第615回:異次元のパフォーマンス! 筑波で「メガーヌR.S.トロフィーR」の実力に触れる
2020.03.14 エディターから一言![]() |
FF車世界最速の称号を持つ、ルノーの高性能ハッチバック「メガーヌR.S.トロフィーR」。国内屈指の名コース、筑波サーキットをどれほどのペースで駆け抜けることができるのか? タイムアタックの模様をリポートする。
![]() |
![]() |
![]() |
もはやスーパーカー級
2019年4月にドイツ・ニュルブルクリンク北コースにおけるレコードタイムを塗り替えたメガーヌR.S.トロフィーRはその後も、世界の名だたるサーキットでタイムアタックするプロモーションを展開してきた。そこにはわが国の鈴鹿サーキットも含まれており、その模様は『webCG』でもリポートしている。

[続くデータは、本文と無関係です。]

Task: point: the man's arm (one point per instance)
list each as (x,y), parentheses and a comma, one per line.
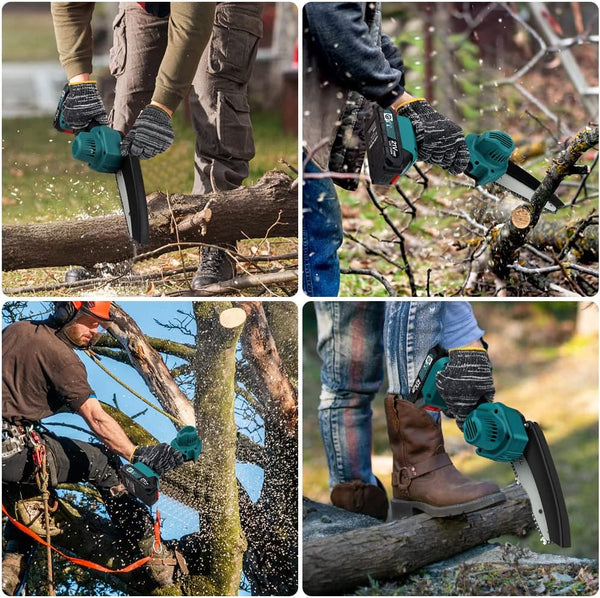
(106,428)
(354,60)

そんな“市販FF車最速”のトロフィーRが、2020年2月18日、筑波サーキットのコース2000でタイムアタックを敢行した。ただ、上記の鈴鹿アタックは本国ルノー・スポールによるものだったのに対して、今回はルノー・ジャポン独自のもので、乗り手はwebCGでもおなじみの日本人レーシングドライバー、谷口信輝選手である。

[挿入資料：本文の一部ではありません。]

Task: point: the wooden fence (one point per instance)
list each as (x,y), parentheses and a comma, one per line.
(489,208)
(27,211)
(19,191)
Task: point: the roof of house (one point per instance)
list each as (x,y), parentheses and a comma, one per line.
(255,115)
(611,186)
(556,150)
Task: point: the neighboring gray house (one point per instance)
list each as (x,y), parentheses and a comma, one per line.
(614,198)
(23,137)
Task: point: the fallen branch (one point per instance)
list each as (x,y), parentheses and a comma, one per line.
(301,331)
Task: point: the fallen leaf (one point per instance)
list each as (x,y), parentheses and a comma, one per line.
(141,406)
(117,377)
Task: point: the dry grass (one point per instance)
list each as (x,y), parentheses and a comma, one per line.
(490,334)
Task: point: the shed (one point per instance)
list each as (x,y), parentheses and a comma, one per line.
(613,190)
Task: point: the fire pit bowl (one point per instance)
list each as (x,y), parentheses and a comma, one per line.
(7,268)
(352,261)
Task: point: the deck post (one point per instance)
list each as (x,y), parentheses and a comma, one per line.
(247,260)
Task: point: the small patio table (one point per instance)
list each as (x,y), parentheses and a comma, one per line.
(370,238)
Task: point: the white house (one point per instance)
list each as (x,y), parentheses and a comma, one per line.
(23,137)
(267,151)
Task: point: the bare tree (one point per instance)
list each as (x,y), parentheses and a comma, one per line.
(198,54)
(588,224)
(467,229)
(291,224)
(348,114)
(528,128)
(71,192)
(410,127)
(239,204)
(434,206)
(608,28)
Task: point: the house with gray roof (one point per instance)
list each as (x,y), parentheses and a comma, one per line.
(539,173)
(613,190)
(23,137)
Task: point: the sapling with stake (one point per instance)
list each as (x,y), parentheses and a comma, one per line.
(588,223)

今回設定された目標タイムは1分2秒台。実は2019年末の某自動車誌の企画で、谷口選手が駆るトロフィーRは1分3秒591を記録している。これですら2リッターターボ級(トロフィーRは1.8リッターターボだが)の市販車としては、駆動方式を問わずに驚異的なタイムといっていい。筑波では市販車の公式レコードを記録していないが、メディア企画などでのアタック記録を見るかぎり、メガーヌR.S.の宿敵である現行「ホンダ・シビック タイプR」や4WDの「スバルWRX STI」でも1分5~6秒が相場。これより筑波で速い市販車となると、それこそ「日産GT-R」レベルのスーパーカーしかないのだ。
しかし、2019年末のアタックで「条件を整えれば2秒台もいけるのでは?」との手応えを感じた谷口選手とルノー・ジャポンは満足しなかった。複数のタイヤセットやタイヤウオーマーを準備して、今回のアタックを企画したというわけだ。
限界レベルでずっと走れる
というわけで、その注目のアタック結果だが、当日のベストタイムは1分3秒984。残念ながら、目標達成とはならなかった。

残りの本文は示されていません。